Home

Ocean Research

Develop a vigorous, interdisciplinary ocean and coastal research program and cutting-edge research infrastructure.

Over the last century, human activities have increasingly produced serious chemical, physical, and biological changes in the oceans. Water and air pollution are adding to the oceans vast quantities of fertilizers and pesticides that modify the chemistry of ocean water, particularly along the coasts. Overfishing, habitat destruction, invasive species, and pollution are contributing to the decline of fish, marine mammals, and other species and reducing the biological diversity of marine ecosystems. And climate change has the potential to produce changes in ocean temperature, salinity, sea level, circulation patterns, and other physical characteristics vital to marine and terrestrial life.

Issues such as Pfiesteria outbreaks, red tides, brown tides, the dead zone in the Gulf of Mexico, introductions of nonindigenous species, and preserving Pacific salmon highlight the limits of our present scientific understanding. Fortunately, powerful new technologies are enhancing our ability to manage our precious marine resources and answer immediately pressing and long-term questions about preserving biodiversity, climate change, and other critical issues facing us in the 21st century. We can harness advanced information theory and computational systems to assemble and analyze data. We can use new tools from gene sequencers to autonomous vehicles and global satellites to simultaneously explore questions about the oceans at subcellular and global scales.

Because the oceans are characterized by complex interacting physical, chemical, and biological systems, research to understand ocean processes cuts across many different scientific fields.
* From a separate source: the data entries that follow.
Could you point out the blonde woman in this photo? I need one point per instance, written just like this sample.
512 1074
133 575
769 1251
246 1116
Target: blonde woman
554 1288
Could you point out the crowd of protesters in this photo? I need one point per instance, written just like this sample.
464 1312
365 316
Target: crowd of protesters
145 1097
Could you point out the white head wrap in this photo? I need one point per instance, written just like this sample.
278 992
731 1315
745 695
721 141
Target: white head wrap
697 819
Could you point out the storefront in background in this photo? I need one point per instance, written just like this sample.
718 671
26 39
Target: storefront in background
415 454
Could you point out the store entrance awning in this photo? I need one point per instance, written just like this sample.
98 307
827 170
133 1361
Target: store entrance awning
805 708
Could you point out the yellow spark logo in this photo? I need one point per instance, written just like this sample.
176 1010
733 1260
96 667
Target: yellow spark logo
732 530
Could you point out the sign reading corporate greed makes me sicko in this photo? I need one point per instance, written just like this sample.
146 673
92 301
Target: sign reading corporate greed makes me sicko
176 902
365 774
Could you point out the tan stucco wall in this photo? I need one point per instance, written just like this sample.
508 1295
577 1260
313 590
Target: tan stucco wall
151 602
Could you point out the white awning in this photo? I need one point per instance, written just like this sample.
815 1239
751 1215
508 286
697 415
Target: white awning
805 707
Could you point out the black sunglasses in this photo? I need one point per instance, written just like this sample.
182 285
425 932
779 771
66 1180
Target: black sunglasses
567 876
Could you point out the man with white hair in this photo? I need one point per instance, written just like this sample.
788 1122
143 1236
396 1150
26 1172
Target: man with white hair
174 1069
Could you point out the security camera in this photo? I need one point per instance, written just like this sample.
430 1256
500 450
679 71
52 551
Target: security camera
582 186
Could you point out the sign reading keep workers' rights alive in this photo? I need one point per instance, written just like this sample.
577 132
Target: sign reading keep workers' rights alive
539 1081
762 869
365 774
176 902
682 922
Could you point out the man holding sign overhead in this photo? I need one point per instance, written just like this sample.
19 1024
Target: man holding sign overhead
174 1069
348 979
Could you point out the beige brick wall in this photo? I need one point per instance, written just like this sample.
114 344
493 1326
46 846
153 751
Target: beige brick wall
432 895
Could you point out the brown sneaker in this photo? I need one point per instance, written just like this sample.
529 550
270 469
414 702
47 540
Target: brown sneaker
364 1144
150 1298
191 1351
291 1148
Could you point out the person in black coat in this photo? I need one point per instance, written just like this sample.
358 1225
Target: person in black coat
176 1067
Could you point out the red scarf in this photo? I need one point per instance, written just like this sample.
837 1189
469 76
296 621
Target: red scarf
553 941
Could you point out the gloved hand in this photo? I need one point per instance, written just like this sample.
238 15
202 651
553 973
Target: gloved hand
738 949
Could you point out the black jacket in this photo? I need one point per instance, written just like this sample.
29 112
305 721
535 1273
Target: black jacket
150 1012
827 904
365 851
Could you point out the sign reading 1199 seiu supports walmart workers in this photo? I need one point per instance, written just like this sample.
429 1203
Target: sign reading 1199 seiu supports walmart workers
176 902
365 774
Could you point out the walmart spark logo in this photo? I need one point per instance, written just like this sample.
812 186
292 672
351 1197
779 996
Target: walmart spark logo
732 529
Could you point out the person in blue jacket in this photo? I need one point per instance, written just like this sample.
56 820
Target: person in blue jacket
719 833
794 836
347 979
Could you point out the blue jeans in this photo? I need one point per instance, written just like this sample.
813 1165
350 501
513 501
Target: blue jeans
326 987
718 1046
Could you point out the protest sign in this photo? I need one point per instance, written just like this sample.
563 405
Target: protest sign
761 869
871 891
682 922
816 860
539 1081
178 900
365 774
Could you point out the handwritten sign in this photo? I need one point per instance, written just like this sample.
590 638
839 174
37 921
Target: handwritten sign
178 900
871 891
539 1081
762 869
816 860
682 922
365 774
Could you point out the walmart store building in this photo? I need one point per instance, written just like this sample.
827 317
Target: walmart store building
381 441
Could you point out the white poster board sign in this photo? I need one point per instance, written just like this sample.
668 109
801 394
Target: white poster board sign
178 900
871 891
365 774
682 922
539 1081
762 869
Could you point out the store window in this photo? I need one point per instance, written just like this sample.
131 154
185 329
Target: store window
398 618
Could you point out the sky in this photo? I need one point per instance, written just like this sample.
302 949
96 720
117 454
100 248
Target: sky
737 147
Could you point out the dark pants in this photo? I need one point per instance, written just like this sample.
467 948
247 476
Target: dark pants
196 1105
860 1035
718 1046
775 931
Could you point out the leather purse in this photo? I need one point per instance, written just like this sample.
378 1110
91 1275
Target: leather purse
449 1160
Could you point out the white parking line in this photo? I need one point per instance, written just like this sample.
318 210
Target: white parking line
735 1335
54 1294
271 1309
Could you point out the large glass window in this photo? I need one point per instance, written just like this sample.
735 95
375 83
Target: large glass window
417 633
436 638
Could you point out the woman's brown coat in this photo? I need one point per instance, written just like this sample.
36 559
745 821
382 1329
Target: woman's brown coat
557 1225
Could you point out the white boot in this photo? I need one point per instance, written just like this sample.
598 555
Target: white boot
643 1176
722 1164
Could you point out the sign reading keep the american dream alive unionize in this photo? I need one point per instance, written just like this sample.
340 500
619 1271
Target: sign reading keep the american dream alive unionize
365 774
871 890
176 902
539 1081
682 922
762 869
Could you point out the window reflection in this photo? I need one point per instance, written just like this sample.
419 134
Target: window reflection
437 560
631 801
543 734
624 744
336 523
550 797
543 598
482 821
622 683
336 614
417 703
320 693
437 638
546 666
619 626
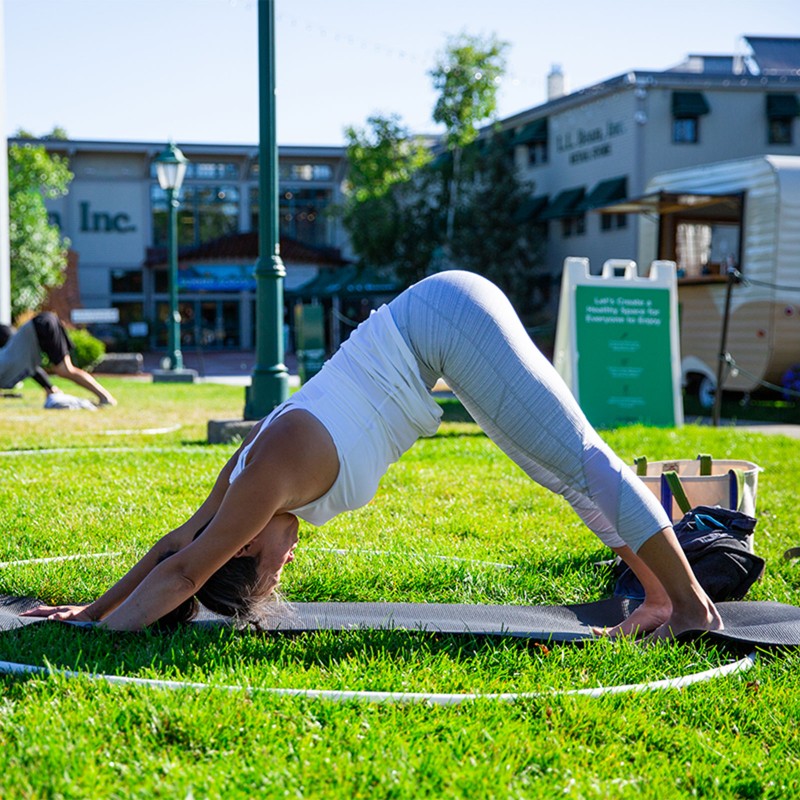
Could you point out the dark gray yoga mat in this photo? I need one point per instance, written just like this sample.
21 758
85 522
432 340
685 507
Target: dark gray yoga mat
747 623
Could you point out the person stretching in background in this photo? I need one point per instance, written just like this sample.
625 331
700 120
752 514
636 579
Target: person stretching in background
21 357
326 448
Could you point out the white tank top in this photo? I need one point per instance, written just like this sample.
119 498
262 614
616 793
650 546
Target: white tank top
372 401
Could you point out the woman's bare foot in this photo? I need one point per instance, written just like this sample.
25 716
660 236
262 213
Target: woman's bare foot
646 618
703 618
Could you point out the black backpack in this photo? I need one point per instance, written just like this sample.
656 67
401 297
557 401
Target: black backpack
717 543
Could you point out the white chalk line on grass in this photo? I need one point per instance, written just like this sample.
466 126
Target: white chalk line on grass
53 559
432 698
343 696
340 551
49 451
143 431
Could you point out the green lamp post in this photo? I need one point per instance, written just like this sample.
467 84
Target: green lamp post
269 385
170 170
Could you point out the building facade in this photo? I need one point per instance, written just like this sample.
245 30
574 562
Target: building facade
586 150
115 217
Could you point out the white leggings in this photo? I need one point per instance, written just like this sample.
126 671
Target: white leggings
462 328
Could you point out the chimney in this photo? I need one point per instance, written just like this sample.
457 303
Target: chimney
556 84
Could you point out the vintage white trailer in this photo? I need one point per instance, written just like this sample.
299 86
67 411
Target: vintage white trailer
743 214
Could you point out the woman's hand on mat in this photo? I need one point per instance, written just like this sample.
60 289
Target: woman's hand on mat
648 617
60 613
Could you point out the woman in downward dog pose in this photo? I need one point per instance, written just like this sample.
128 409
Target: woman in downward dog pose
325 450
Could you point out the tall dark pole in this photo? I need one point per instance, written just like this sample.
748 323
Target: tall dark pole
174 330
270 381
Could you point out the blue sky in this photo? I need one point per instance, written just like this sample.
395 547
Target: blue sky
150 70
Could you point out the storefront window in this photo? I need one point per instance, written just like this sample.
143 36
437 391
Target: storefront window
685 130
306 172
573 226
126 281
780 131
302 214
204 213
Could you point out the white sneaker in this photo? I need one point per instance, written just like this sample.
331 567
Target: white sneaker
61 400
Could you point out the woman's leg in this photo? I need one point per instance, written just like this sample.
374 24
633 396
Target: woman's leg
462 328
66 369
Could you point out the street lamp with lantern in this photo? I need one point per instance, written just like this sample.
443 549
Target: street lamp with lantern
170 170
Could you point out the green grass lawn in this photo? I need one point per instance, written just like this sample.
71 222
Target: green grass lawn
114 480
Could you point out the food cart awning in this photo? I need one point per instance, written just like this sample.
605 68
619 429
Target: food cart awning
660 203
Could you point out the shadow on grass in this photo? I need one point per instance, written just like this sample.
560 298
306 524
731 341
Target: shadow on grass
181 653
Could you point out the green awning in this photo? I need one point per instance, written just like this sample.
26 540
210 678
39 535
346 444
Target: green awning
532 132
566 204
782 106
442 161
347 281
689 104
531 209
605 192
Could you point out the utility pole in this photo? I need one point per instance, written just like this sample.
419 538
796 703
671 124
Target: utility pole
270 382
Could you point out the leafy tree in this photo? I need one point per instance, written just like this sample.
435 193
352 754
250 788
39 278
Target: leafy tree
493 236
38 254
388 220
381 155
467 76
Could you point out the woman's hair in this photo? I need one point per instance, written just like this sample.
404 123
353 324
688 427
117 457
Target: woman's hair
234 590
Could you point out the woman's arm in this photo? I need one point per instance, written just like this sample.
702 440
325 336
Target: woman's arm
292 462
172 542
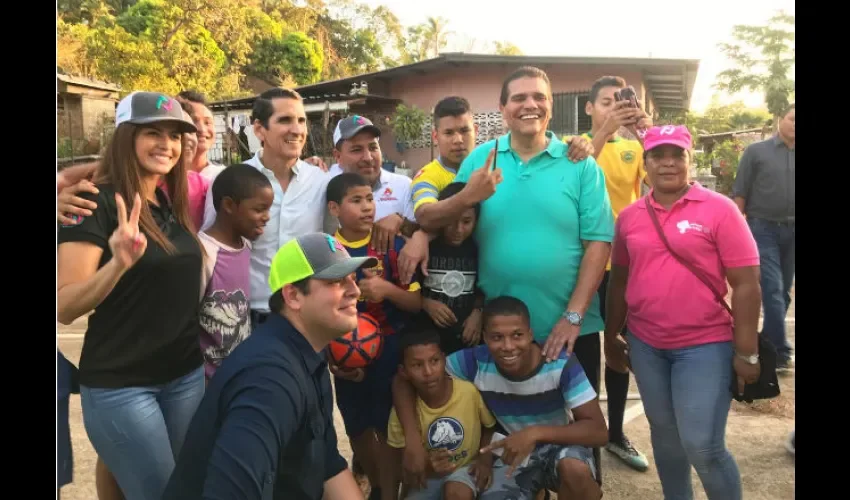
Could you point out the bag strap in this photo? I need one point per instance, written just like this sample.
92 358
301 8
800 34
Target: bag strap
682 261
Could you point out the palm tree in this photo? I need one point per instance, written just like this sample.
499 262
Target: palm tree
435 36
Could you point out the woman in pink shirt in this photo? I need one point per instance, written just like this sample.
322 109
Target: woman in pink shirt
682 345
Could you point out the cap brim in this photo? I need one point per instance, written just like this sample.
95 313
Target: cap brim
682 143
185 126
365 128
342 269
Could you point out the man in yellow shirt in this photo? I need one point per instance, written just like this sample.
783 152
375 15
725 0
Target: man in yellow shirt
621 161
453 420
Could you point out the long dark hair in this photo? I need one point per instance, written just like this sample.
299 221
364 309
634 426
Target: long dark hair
121 168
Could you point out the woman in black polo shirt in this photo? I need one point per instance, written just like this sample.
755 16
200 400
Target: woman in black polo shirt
138 266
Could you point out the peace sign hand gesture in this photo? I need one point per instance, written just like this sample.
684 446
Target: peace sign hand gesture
127 243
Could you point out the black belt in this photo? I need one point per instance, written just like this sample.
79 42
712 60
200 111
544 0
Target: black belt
786 222
258 317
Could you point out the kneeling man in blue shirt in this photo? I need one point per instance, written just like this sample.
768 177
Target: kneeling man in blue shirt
264 429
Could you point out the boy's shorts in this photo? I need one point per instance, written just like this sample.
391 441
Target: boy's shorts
434 487
367 404
540 473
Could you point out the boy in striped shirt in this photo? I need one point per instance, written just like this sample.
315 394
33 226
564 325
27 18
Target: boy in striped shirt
549 411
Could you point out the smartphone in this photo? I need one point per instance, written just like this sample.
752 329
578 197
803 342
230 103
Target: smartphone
627 94
498 436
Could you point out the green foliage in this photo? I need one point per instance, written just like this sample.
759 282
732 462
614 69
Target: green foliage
295 55
506 49
763 60
727 155
211 45
408 122
304 57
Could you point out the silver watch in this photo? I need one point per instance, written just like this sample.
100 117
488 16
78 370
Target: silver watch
573 317
752 359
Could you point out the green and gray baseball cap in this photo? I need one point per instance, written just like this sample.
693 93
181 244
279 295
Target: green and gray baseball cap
313 255
352 125
142 108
A number of federal agencies have interests in ocean research, and each agency funds research that meets its specific mission needs.

Ocean research could benefit from coordinated research programs across agencies and disciplinary boundaries. To encourage such coordination, in 1997 Congress established a new National Ocean Partnership Program. The heads of twelve agencies oversee a program that provides funding for new government/industry/university partnerships in research and education. In addition, the National Science and technology Council's Committee on Environment and Natural Resources is focusing on improved interagency coordination with its FY 2000 budget initiative, Integrated Science for Ecosystem Challenges. One component of this program is slated to increase research on harmful algal blooms and other coastal water quality issues. The National Ocean Partnership Program and the Committee on Environment and Natural Resources provide mechanisms by which agencies can agree on priorities for cooperative ocean research. Early efforts have been promising, but more needs to be done.

Ongoing Concerns

  • Oceanography and marine ecosystem science need an increased inter-disciplinary approach, linking the fields of physics, biology, chemistry, and geology, and allowing a better view of the Earth as an integrated system.
  • Current ocean and coastal research efforts do not take full advantage of opportunities for increased coordination, both in research objectives and in shared research infrastructure.
  • There is a lack of standardized practices and procedures to ensure the integrity and accuracy of large, complex, and widely distributed data sets.
  • Our coastal and ocean research infrastructure, from submersibles and research vessels to laboratories, is aging and cannot meet the technological demands of the 21st century.

Recommendations

  • Develop an integrated, interagency science program with the necessary infrastructure to meet ocean and coastal ecosystem challenges, using a coordinated research strategy that integrates relevant ocean science disciplines and advances both basic and applied research in ocean and coastal issues.
  • Actively develop cooperative agreements with academia and the private sector to expand access to specialized exploration and research infra-structure and data.

For more information

http://www.aoml.noaa.gov/ocd/globec/
http://www.fmri.usf.edu/ecohab/Default.htm
http://www.hpl.umces.edu/coop/

The Ocean Drilling Program, a 20-nation cooperative effort to drill and study core samples from the ocean floor, has established the mechanisms and timing of global glaciations and climate change; traced the history of changes in the circulation, chemistry, and biology of the ocean; and confirmed the theory of plate tectonics. A recent core sample from the Caribbean Sea revealed a detailed record of giant meteorite impact, which sup- ports the theory that dinosaurs became extinct after a meteor raised huge dust clouds, blocking the sun and triggering climate change.